From the outside looking in, Werner made for a strange choice as an alternative to Manfred, since Werner is best known for his association with sitcoms like "Roseanne," "The Cosby Show," and "30 Rock." His more recent contributions range from a lamentable run as the owner of the San Diego Padres, involving a fire sale of talent so egregious it generated a class-action lawsuit from fans. There's also his willing collaboration in one of Selig's most spectacular feats of sleight of hand: the ownership switcheroo of 2002 that put the Red Sox in John Henry's (and Werner's) hands while loaning Jeffrey Loria enough money to buy the Marlins to make the Expos community property (subsequently enriching all parties when the Expos were moved to Washington, D.C., and sold).
Those lining up behind Werner, apparently led by Jerry Reinsdorf, made for an odd assemblage. The White Sox's owner was believed to be the one orchestrating this cabal in his pursuit of a union-busting war to the death with the MLBPA, or perhaps just trying to tweak Selig's nose after not getting his way in the last major work stoppage in '94. But with the owners of the White Sox, Blue Jays, Red Sox, Diamondbacks, Angels, Nationals, Reds and Athletics reportedly all voting for Werner, the faction had the critical eight votes to prevent Manfred from getting the required 23 for election the first time around.
Manfred eventually won, but the Werner candidacy wasn't just some juvenile stunt, and it reflects a bigger problem -- not just with the 30 owners, but in the candidates and what they reflect. This might be best boiled down to the "vision" thing -- not that Manfred or Werner had a responsibility to publicly provide it up front, but what both candidates haven't given all of us is a sense of vision for the game that will contend with these substantive issues, let alone resolve its strategic challenge: the game's growing demographic problem, as the average age of its audience approaches 50, and its lower and lower television ratings.
Did either of these guys have answers? We don't really know yet. During his Wednesday interview, Werner couldn't really articulate a coherent strategy on revenue sharing, having been for it out of self-interest when he owned the Padres but against it now that he's minting money with the Red Sox.
That sensibility reflects who the commissioner serves and has always served: not you or me, and not the game, but the 30 owners as their employee. And as long as the 30 were each able to tell themselves, "I've got mine," they could work with Bud Selig -- originally one of their own, after all -- as he worked to create consensus around one issue or another.
Which brings us back to what was and remains important about Selig and his legacy.

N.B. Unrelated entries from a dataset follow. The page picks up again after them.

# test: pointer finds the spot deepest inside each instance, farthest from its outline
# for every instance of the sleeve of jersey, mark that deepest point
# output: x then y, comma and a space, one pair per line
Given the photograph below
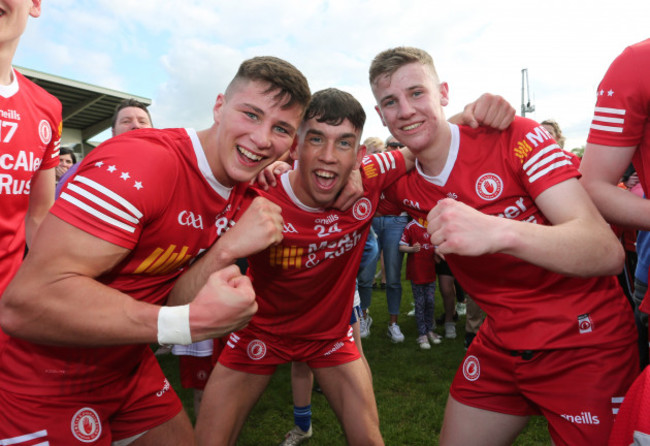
380, 170
55, 123
623, 100
118, 189
536, 158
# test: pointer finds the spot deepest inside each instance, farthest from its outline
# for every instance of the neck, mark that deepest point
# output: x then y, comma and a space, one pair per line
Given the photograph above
433, 158
208, 140
7, 51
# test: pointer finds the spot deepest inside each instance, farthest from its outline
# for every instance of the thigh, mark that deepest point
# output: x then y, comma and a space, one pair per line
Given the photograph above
228, 398
466, 425
176, 432
150, 402
26, 420
487, 379
348, 388
579, 390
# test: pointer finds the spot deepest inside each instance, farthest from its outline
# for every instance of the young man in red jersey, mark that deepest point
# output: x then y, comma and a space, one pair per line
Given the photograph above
30, 137
620, 135
302, 317
124, 228
522, 237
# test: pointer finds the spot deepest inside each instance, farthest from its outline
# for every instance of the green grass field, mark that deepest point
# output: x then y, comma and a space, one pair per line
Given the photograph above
411, 388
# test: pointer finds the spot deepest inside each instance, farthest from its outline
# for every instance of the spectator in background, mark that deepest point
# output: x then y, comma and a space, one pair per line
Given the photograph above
130, 114
66, 159
374, 145
389, 223
420, 270
368, 267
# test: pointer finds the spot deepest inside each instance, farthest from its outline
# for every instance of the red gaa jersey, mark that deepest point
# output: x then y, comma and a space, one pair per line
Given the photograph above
30, 137
421, 265
623, 107
500, 173
305, 285
150, 191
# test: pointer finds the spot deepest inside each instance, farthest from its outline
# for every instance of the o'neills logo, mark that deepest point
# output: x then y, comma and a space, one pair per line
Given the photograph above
583, 418
362, 209
471, 368
45, 131
489, 186
86, 426
585, 324
256, 350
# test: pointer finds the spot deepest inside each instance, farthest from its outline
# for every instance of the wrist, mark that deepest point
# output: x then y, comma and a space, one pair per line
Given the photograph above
174, 325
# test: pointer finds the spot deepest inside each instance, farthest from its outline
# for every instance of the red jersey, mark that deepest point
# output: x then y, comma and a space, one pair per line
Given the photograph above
305, 285
623, 107
150, 191
500, 173
421, 265
30, 137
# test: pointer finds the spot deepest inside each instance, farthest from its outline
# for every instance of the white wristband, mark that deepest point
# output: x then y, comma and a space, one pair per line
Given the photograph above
174, 325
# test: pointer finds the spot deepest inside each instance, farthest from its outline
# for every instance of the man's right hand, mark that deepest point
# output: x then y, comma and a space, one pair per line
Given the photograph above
259, 227
226, 303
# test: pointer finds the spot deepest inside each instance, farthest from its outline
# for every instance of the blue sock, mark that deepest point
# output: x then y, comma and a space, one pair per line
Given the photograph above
302, 417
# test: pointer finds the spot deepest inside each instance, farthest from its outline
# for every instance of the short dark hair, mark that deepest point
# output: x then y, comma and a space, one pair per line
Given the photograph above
128, 102
68, 151
291, 85
333, 106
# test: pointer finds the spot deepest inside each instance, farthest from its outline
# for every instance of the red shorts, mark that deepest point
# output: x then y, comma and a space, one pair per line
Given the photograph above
577, 390
125, 409
632, 424
194, 371
253, 351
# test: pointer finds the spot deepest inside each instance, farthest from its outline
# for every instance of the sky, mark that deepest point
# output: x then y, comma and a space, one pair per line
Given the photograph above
181, 54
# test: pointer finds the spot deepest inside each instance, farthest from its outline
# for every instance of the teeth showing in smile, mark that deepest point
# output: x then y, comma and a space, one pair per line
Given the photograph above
323, 174
250, 155
412, 126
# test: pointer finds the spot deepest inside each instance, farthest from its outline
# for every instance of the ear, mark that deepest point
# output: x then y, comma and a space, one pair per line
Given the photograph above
381, 116
361, 152
218, 106
35, 10
293, 150
444, 93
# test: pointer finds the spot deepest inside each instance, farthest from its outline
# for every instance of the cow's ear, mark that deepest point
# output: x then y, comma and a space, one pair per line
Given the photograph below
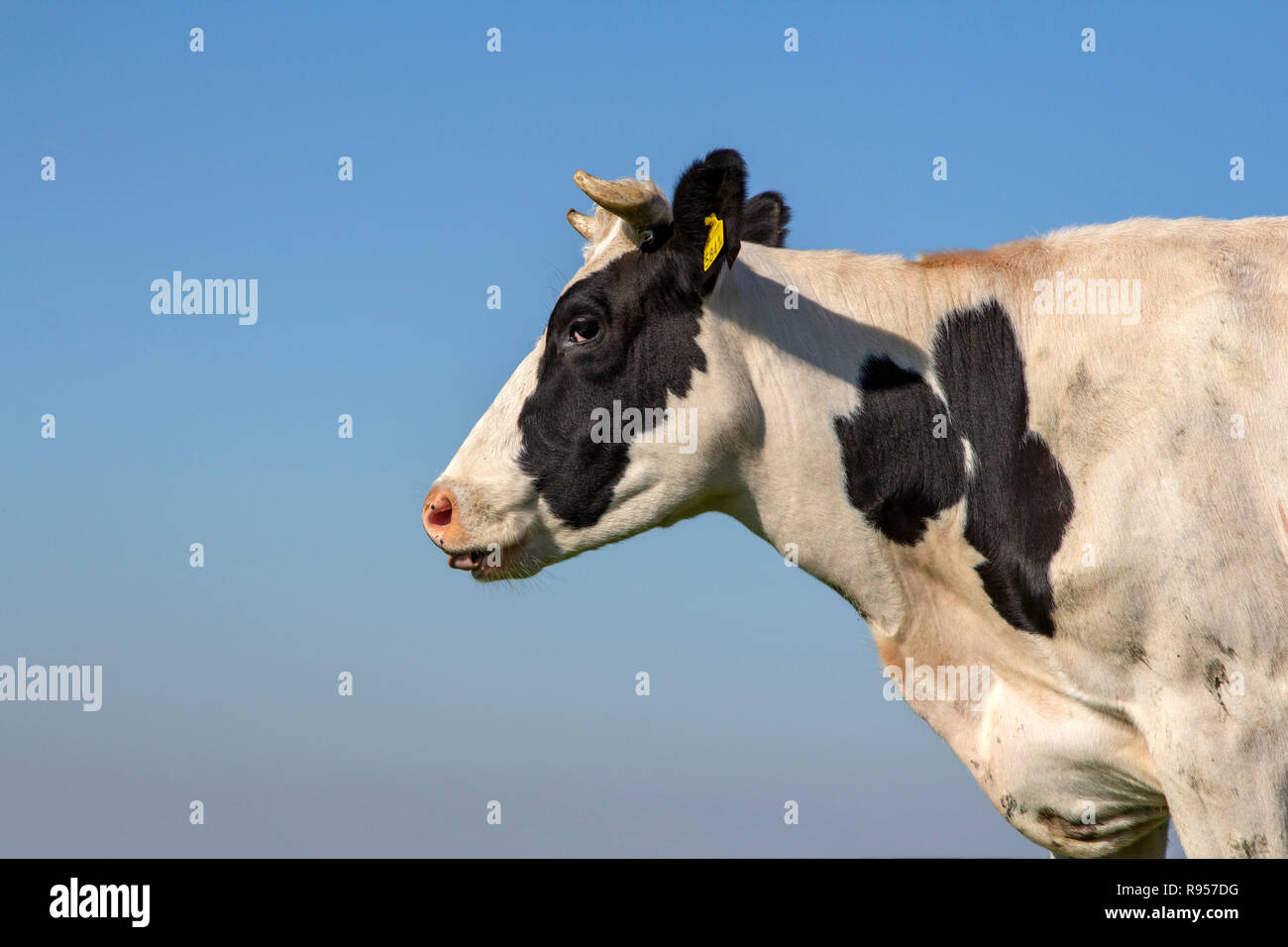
707, 209
764, 219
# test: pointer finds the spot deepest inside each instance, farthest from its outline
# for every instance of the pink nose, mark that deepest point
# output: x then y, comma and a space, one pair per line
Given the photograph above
439, 514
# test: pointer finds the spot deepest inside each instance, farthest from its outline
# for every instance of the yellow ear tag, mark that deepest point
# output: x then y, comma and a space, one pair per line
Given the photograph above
715, 240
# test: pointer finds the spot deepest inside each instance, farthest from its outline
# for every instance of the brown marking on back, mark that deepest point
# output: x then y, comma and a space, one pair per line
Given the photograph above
1003, 257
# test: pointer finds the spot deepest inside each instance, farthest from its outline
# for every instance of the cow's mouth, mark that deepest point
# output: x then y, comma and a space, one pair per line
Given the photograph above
496, 562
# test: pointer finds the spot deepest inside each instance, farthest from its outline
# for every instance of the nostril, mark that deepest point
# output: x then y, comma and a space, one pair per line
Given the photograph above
438, 512
441, 513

He wasn't just the guy who made the All-Star Game count or who worked to create the long peace the game has enjoyed since the disaster that he helped create in 1994. He's not just the guy who presided over an unprecedented wave of stadium construction across the industry. In short, he conspired to keep the game going despite the many owners who might prefer to win a labor war over a pennant.
To be sure, there's more than a little left undone, starting with the continued self-spiting insanity of baseball's television blackout rules. Or the nonresult in sorting out baseball's self-inflicted idiocy over territorial rights in the Bay Area. And the "vision" thing to find ways to make the game more popular with younger fans.
Maybe Manfred is the man to fix these things after years of having to work on them from the inside. But as a result, if you're wondering how he might succeed where Selig's genius for consensus could not, you're not alone. Today's wrangling reveals how hard it will be to work with the current 30 owners to recreate that capacity for forging consensus. It hardly bodes well for the game's future after Czar Bud, the Great Consensunator, departs.